Sherlock smirks. “Of course. Martin Andrews humiliated her in class, failed her. ‘Teacher says we’re dumb’ is an obvious reference to that. Ashley Green got ‘cheat if you can’t win.’ Both Green and Miller are cheerleaders, the killer obviously believes Green cheated in order to obtain something that should have been Miller’s, most likely the captaincy. That’s why they killer takes what he takes as well; the necklace Green wore to commemorate her first win during the captaincy that rightfully belonged to Miller, the pocket watch Andrews would take out whenever he wanted to remind students that they were wasting his valuable time, and so on.” Sherlock waves his hand dismissively. “The most telling message is the boyfriend. ‘Move onwards and outwards towards love.’ He’s gotten rid of what was keeping her from him, and now they can be together.”

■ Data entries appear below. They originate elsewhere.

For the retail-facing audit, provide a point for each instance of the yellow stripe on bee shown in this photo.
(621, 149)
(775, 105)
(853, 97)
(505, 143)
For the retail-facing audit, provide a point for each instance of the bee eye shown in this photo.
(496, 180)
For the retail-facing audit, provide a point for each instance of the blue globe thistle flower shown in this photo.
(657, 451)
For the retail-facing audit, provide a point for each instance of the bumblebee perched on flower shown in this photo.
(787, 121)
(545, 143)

“That’s the reason you think he’ll be coming after her, then?” Lestrade asks.

“One of them. Difficult for her to move onwards to love if he can’t get at her.” Sherlock frowns. “Do you disagree?”

“No, unfortunately,” Lestrade says. “When a serial killer’s got an obsession, he’ll go after it. Poor girl. Better go talk to her, then.” He sighs, then glares at Sherlock. “You stay here.”

Ah, yes. Sherlock had been absolutely correct about Lestrade taking over.

“It’s our plan,” Sherlock mutters after Lestrade and one of the officers have gone inside.

“I suppose you want to be the one to hang out with her all night until he shows up?” John asks.

Sherlock frowns at him. “Of course. I have waited for a suspect under worse conditions.”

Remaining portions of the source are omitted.